In this section we take out on quantitative analysis, which means, we only focus on numbers of post and comment while ignore the presence of upvotes. The purpuse to it is for us to understand whether the number of such interactions can directly link to a reputation of a user.
I define highly reputed people to be the top 10 users in StackExchange datascience forum. In my analysis the definition of average reputed people are the medians to every activities across the whole forum.
Visualization analysis:
# Bar charts Q&A counts, number counted from *posts* table
# query for number of Question and Answer posted
db_name = 'datascience_stackexchange_csc501.db'
conn = sqlite3.connect(db_name, detect_types=sqlite3.PARSE_DECLTYPES)
top_10_posts_query = '''
WITH t1 AS (
SELECT * FROM users
ORDER BY reputation
DESC LIMIT 10)
SELECT t1.Id AS UserId, t1.Reputation, t1.DisplayName, COUNT(p.id) AS NumPosts
FROM t1 LEFT JOIN posts AS p
ON (p.OwnerUserId = t1.Id)
GROUP BY t1.Id
ORDER BY t1.Reputation DESC;
'''
# query for number of Question posted
top_10_Qs_query = '''
WITH t1 AS (
SELECT * FROM users
ORDER BY reputation
DESC LIMIT 10)
SELECT t1.Id AS UserId, t1.Reputation, t1.DisplayName, COUNT(p.id) AS NumQuestions
FROM t1 LEFT JOIN posts AS p
ON (p.OwnerUserId = t1.Id)
WHERE p.PostTypeId = 1
GROUP BY t1.Id
ORDER BY t1.Reputation DESC;
'''
# query for number of Answer posted
top_10_As_query = '''
WITH t1 AS (
SELECT * FROM users
ORDER BY reputation
DESC LIMIT 10)
SELECT t1.Id AS UserId, t1.Reputation, t1.DisplayName, COUNT(p.id) AS NumAnswers
FROM t1 LEFT JOIN posts AS p
ON (p.OwnerUserId = t1.Id)
WHERE p.PostTypeId = 2
GROUP BY t1.Id
ORDER BY t1.Reputation DESC;
'''
# query for average posts(~2.86)/questions(~1.74)/answers(~4.21)

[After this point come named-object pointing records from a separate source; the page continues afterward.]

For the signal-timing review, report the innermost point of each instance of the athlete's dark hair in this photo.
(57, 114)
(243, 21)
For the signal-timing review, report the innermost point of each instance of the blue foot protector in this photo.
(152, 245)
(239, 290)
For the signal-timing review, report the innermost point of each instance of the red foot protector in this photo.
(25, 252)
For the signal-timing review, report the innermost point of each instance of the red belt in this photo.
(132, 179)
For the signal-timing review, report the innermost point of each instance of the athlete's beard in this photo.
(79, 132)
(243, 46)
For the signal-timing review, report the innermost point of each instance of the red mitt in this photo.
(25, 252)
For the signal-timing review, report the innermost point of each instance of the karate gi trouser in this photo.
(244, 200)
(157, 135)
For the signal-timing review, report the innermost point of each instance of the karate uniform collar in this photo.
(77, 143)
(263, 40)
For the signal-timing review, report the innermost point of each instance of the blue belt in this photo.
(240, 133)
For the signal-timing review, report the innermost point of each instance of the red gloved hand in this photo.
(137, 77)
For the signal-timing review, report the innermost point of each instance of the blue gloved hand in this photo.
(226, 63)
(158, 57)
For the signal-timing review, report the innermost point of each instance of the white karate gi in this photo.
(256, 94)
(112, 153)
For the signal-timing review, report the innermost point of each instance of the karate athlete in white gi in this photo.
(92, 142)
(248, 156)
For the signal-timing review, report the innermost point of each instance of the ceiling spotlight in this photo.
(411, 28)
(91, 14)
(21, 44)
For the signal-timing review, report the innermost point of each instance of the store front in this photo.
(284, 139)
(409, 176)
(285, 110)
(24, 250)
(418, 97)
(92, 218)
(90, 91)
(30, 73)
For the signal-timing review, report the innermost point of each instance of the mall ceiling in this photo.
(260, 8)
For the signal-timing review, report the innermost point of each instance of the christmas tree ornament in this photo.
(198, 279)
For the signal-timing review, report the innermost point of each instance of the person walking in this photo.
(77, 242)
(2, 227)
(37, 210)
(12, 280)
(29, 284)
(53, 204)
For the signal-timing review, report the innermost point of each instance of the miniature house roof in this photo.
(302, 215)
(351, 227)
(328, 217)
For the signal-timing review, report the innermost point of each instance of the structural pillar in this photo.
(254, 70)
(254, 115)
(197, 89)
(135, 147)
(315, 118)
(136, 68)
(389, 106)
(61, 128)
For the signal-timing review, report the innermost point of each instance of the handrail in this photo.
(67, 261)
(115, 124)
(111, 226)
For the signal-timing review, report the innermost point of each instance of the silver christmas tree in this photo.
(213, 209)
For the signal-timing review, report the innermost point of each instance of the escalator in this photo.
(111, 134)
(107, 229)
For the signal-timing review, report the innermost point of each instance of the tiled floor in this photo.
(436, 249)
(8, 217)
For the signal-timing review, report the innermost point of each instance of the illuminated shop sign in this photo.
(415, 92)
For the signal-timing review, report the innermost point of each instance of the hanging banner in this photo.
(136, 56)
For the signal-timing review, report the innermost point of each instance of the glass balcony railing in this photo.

# median is better than average sometimes
posts_per_user_query = '''
SELECT OwnerUserId, COUNT(*) AS count FROM posts
WHERE OwnerUserId IS NOT NULL AND OwnerUserId != -1
GROUP BY OwnerUserId
ORDER BY count; '''
Qs_per_user_query = '''
SELECT OwnerUserId, COUNT(*) AS count FROM posts
WHERE PostTypeId = 1 AND OwnerUserId IS NOT NULL AND OwnerUserId != -1
GROUP BY OwnerUserId
ORDER BY count; '''
As_per_user_query = '''
SELECT OwnerUserId, COUNT(*) AS count FROM posts
WHERE PostTypeId = 2 AND OwnerUserId IS NOT NULL AND OwnerUserId != -1
GROUP BY OwnerUserId
ORDER BY count; '''
# queries to dataframes
top_10_posts_df = pd.read_sql_query(top_10_posts_query, con=conn)
top_10_Qs_df = pd.read_sql_query(top_10_Qs_query, con=conn)
top_10_As_df = pd.read_sql_query(top_10_As_query, con=conn)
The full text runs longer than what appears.